The simulation of remotely-sensed images of scenes containing gaseous plumes is of great interest to many researchers in both government and industry. Sensor and algorithm development efforts can be structured around simulated data only if the plume model is reliably accurate. Consequently, a gas plume model has been integrated into the DIRSIG environment for these studies. This model provides a simplified spatial distribution of gas concentration and temperature, while performing a full radiative transfer integration along the ray-path from the sensor through the plume. The plume model as implemented in DIRSIG will be described here.
A "plume" in the DIRSIG context is a release of gas into the atmosphere from a point source. For DIRSIG to successfully render the plume, as with all materials in the scene, the optical properties of the gas must be known. Physical properties such as gas density and temperature are also required. Full treatment of the transmission through and emission by the plume are incorporated and described below. Currently, DIRSIG does not support any scattering effects in the plume. Consequently, plumes with large water-droplet concentration, such as those from cooling tower stacks, are not able to be simulated within DIRSIG. This feature will be implemented in future versions of DIRSIG.
The following sections briefly describe the general theory of plume modeling, concentrating on different types of models and their general strengths and weaknesses. The plume model integrated into DIRSIG is then explained in some detail, followed by instructions on how to run the model and a detailed description of the absorption spectra data format and the configuration file parameters required to simulate a gas plume within the scene.
In general, the goal of all plume models is an accurate simulation of the hydrodynamic and thermodynamic expansion and cooling physics describing how the plume is spatially distributed and how the plume thermodynamic properties vary with time. Some plume models are designed to provided a snapshot of the gas, thus removing the temporal nature of the model. Others fully include the temporal effects of the gas inherently. Regardless of the temporal treatment of the model, a spatial distribution of the gas density and temperature is the required output for integration into a remote sensing simulation such as DIRSIG. Those plume models that only predict Ground Level Concentrations will not be sufficient as effects due to viewing geometry through the plume can not be correctly simulated given only a two-dimensional distribution of the gas density at ground level. Observed phenomenology such as self-absorption require the model to provide the temperature and concentration of the gas in three-dimensions. Utilization of a three-dimensional plume also allows the user to explore a parameter space including geometrical effects.

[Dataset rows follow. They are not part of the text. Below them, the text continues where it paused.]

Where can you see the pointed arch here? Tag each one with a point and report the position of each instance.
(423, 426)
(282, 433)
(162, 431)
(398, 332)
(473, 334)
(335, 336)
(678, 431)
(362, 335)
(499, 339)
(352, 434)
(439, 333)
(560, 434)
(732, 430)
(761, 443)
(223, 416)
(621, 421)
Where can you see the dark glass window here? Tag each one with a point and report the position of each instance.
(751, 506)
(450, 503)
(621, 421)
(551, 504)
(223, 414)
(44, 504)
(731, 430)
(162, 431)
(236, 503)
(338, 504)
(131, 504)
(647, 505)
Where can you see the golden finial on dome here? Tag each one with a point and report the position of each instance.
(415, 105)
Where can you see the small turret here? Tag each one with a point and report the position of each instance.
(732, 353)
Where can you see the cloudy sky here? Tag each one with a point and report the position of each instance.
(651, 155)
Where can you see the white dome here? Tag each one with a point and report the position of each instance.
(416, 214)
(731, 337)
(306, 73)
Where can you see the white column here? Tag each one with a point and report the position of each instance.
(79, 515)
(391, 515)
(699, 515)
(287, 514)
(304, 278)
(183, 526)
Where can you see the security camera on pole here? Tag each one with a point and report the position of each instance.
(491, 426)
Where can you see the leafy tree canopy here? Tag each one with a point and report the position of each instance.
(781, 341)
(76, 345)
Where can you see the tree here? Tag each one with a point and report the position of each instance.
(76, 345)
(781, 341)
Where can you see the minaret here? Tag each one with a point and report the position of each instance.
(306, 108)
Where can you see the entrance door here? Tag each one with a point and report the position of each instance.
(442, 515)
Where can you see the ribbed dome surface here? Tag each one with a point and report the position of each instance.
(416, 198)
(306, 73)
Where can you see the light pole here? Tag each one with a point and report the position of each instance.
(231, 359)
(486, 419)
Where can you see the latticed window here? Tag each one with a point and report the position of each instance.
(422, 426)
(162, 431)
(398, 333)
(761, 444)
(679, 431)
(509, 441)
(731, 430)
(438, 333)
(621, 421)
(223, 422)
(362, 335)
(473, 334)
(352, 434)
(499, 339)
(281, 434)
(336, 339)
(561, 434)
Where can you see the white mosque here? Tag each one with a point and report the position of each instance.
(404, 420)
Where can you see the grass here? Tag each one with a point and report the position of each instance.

The DIRSIG plume model has been demonstrated to successfully reproduce spectra observed in gas releases from factory stacks for both up-looking and down-looking geometries. The applications can be extended to emissions from roof vents or underground facilities. Phenomenology such as signature dependence on temperature contrast with the background have been demonstrated in the model and can be used to test and train algorithms. In addition, minimum detectable quantities and sensor design issues can be studied with synthetic imagery of gas plumes.